Altro elemento che lascia a dir poco basiti in questa vicenda è che il paziente viene dimesso con una diagnosi di: “Opacità escavata in apice polmonare destro e opacità polmonari bilaterali”. Le sole indicazioni che allo stesso vengono date in occasione delle dimissioni sono: controllo ematochimico a 7 giorni, poi ad ulteriori 15, poi ad ulteriori 21, poi ad ulteriori 28 con follow-up più completo a due mesi. Gli viene prescritta anche una terapia farmacologica antibiotica, associata a lavaggi nasali. L'uomo crede di aver contratto una brutta polmonite e torna a casa e a lavoro spargendo ovunque la tubercolosi. I primi a pagarne le spese sono i suoi familiari: tutti infettati. Nonostante le medicine ingerite, il paziente non guarisce e continua negli anni a sottoporsi a nuovi esami.

Quattro anni dopo, il 9 maggio del 2016, il paziente decide di approfondire la faccenda con ulteriori esami e visite nell'ospedale di San Cesario: a questo punto scopre che la situazione è gravissima. Si tratta di tubercolosi polmonare bacillifera: il guaio è che l'esatta diagnosi arriva a 4 anni di distanza. È tardi. A Lecce il paziente scopre che si tratta di tubercolosi da contagio: scattano i protocolli di sicurezza e i controlli su tutti i familiari, amici e colleghi di lavoro. La sofferenza riguarda anche moglie e figli costretti a una lunga terapia per distruggere la tbc. Intanto, i polmoni del paziente più grave sono seriamente compromessi.

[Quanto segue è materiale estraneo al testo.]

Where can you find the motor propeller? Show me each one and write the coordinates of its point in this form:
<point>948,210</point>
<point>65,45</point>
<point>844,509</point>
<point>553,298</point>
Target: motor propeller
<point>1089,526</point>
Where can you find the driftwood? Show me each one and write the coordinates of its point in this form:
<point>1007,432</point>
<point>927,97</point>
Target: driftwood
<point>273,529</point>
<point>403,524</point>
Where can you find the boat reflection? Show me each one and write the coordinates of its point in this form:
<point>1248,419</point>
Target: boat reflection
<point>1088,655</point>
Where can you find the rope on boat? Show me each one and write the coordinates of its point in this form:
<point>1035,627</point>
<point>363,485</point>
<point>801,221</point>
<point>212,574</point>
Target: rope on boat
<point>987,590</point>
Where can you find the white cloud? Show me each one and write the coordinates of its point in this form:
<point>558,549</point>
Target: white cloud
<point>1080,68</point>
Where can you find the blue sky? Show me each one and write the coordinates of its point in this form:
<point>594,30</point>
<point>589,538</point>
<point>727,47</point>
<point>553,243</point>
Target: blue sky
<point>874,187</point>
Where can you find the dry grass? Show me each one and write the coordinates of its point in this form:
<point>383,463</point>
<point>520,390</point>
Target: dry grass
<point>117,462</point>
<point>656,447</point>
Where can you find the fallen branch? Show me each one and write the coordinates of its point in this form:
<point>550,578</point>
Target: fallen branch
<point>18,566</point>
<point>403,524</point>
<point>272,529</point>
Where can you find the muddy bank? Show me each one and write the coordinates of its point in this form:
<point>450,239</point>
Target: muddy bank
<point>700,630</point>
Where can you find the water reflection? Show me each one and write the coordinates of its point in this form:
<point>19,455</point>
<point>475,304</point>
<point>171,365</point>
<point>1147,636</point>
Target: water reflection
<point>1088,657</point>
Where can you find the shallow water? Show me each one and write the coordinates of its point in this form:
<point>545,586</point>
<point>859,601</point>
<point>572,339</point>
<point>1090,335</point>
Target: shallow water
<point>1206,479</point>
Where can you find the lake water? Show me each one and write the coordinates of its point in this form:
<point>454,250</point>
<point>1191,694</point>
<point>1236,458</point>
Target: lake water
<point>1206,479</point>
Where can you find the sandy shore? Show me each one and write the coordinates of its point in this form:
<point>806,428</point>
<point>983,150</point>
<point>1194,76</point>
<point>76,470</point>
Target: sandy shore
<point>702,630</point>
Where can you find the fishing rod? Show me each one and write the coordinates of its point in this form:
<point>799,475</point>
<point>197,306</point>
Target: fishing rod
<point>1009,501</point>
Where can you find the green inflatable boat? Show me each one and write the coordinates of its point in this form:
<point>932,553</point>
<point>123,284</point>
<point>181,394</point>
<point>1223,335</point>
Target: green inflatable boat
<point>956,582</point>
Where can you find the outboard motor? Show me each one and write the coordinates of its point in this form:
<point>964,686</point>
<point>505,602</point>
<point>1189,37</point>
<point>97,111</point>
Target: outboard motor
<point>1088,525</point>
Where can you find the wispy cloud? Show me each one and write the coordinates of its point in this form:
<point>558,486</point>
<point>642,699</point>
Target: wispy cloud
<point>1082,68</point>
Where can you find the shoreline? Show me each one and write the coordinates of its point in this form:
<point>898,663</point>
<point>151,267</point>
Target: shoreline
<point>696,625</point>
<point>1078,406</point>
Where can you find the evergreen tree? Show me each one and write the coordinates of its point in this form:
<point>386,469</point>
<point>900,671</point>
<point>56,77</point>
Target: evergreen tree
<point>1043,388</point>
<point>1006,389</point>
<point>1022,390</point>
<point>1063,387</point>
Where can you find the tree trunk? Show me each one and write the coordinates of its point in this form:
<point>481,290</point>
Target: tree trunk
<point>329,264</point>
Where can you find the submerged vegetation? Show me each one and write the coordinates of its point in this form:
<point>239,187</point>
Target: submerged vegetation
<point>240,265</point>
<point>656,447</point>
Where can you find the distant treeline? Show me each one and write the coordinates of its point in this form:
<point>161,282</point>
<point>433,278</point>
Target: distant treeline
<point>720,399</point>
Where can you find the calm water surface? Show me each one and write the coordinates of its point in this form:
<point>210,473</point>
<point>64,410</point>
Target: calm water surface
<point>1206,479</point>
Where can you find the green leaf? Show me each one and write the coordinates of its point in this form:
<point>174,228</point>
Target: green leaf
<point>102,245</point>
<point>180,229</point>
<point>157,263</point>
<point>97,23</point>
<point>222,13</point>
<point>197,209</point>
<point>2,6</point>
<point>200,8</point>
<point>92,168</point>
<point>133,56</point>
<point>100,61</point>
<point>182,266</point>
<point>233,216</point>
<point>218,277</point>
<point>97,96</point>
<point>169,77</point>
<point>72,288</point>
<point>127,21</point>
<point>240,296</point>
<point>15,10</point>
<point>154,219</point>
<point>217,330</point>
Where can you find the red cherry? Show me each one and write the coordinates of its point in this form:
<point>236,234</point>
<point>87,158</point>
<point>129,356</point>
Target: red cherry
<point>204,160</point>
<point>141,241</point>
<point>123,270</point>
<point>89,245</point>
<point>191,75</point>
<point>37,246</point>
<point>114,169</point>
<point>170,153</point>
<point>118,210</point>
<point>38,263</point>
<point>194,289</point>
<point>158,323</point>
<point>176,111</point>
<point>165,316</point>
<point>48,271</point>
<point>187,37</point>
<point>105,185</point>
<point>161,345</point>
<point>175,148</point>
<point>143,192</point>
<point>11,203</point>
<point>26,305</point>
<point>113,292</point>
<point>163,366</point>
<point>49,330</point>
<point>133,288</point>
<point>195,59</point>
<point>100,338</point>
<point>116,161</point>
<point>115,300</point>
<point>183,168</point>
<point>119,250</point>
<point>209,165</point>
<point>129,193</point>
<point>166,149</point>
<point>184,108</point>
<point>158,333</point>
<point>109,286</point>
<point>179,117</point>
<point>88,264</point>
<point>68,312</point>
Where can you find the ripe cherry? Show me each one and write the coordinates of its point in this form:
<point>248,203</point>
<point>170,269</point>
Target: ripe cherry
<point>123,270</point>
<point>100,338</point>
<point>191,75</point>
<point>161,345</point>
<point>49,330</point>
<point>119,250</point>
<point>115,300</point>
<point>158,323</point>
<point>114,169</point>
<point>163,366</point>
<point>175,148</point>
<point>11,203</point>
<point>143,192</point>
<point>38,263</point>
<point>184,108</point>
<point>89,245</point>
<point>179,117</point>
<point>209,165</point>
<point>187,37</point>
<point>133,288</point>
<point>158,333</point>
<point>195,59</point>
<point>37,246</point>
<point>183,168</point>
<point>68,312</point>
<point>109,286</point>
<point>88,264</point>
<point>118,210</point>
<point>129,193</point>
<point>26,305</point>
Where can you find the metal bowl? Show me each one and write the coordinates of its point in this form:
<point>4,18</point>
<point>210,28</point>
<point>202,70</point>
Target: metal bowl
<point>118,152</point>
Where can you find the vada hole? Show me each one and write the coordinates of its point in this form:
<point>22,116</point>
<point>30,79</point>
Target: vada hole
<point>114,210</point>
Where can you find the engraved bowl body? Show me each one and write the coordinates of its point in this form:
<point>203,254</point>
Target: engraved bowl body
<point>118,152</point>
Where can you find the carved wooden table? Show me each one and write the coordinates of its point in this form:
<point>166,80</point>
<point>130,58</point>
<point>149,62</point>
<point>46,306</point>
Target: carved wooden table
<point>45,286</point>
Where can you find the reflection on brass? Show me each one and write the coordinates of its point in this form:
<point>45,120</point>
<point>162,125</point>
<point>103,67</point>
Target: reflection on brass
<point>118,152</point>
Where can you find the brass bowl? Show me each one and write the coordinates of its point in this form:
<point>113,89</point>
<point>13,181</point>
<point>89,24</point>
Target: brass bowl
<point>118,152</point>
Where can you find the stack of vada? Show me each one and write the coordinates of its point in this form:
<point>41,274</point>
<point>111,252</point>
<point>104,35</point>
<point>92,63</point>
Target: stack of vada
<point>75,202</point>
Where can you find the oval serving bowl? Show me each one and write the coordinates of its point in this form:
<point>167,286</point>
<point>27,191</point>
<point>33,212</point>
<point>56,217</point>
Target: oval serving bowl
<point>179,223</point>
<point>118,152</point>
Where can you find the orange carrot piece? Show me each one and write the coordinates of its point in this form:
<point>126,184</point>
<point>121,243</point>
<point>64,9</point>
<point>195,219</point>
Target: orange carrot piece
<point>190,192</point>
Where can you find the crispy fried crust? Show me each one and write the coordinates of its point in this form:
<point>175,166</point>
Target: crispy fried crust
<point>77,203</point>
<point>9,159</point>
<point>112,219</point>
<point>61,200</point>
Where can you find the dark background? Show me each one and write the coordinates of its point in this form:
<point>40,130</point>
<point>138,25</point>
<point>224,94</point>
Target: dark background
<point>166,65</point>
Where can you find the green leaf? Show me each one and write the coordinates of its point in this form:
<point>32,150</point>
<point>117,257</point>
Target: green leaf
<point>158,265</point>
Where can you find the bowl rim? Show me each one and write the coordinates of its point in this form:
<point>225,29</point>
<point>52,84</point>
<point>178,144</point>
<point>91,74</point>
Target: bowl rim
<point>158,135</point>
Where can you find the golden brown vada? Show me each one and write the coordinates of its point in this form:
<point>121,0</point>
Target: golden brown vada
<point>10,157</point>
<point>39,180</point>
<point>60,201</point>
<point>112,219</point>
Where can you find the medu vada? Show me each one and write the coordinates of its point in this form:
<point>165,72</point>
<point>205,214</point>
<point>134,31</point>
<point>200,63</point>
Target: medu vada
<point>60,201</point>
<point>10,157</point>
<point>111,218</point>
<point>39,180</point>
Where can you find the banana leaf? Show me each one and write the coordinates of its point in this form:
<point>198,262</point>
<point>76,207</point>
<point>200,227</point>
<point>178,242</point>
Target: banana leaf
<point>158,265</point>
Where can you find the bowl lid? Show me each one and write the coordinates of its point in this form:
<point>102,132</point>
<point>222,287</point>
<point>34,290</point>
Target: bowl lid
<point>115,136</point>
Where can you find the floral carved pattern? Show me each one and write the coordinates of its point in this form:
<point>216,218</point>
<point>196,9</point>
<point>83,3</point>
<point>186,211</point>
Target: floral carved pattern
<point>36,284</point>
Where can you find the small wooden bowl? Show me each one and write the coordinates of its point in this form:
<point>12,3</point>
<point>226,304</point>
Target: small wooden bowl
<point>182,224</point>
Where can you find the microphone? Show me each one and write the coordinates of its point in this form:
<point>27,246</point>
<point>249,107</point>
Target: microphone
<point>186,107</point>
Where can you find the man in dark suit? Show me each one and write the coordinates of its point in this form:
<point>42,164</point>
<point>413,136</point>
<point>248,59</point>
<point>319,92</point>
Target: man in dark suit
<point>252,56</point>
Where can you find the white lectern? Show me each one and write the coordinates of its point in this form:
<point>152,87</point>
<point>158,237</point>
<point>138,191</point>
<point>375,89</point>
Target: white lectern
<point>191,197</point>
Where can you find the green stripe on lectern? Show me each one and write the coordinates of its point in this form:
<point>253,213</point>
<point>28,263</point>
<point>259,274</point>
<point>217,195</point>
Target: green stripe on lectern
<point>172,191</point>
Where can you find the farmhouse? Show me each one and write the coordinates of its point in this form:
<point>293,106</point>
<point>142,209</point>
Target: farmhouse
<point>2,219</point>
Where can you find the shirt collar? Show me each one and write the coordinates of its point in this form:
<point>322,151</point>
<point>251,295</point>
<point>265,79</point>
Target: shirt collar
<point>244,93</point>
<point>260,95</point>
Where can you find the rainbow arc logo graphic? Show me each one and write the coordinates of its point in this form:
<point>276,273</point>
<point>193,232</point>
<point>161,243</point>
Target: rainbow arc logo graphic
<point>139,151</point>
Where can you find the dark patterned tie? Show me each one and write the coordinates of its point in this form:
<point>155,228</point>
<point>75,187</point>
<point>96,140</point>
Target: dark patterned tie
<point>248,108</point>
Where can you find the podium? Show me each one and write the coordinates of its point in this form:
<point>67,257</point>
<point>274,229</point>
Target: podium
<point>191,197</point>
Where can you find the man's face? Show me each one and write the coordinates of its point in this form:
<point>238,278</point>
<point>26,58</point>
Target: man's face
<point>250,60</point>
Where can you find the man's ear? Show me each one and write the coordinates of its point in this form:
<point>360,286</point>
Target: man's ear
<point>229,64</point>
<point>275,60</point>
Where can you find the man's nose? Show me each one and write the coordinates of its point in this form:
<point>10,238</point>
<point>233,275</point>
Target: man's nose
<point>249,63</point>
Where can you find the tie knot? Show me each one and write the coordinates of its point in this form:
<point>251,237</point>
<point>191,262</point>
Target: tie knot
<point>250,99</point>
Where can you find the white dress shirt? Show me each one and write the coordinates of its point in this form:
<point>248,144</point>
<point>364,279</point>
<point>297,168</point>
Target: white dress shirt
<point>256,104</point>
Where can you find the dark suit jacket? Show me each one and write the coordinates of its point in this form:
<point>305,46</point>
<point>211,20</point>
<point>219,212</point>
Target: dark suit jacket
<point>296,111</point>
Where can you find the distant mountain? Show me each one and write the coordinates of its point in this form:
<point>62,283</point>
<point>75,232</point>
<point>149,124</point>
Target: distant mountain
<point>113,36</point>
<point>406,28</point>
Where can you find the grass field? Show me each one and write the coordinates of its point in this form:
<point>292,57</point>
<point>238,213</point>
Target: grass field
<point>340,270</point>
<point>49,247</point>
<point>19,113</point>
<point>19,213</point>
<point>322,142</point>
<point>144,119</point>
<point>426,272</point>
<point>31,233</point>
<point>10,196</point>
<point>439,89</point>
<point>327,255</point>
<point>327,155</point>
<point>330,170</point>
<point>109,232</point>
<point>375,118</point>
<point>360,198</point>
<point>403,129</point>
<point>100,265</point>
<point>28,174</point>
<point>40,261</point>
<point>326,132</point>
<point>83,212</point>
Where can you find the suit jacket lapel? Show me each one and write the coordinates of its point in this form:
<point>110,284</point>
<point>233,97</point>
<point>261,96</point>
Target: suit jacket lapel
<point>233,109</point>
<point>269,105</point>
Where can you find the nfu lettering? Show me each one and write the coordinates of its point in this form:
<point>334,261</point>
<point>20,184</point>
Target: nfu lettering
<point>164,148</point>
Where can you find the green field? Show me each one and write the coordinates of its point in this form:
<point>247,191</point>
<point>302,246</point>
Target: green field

La famiglia è difesa dall'avvocata Maria Greco, che accusa il personale dell'ospedale di Gallipoli di lesioni colpose gravissime in cooperazione: secondo l'accusa, se i sanitari non avessero lavorato con imperizia, se avessero seguito scrupolosamente i protocolli sanitari nazionali, il paziente non si sarebbe aggravato, non avrebbe sofferto così tanto e la sua famiglia si sarebbe potuta salvare. Adesso il danno  è enorme: la tubercolosi può incubare per anni per poi esplodere all'improvviso. Ora spetterà ai giudici chiarire le responsabilità e risarcire una famiglia completamente devastata fisicamente e psicologicamente.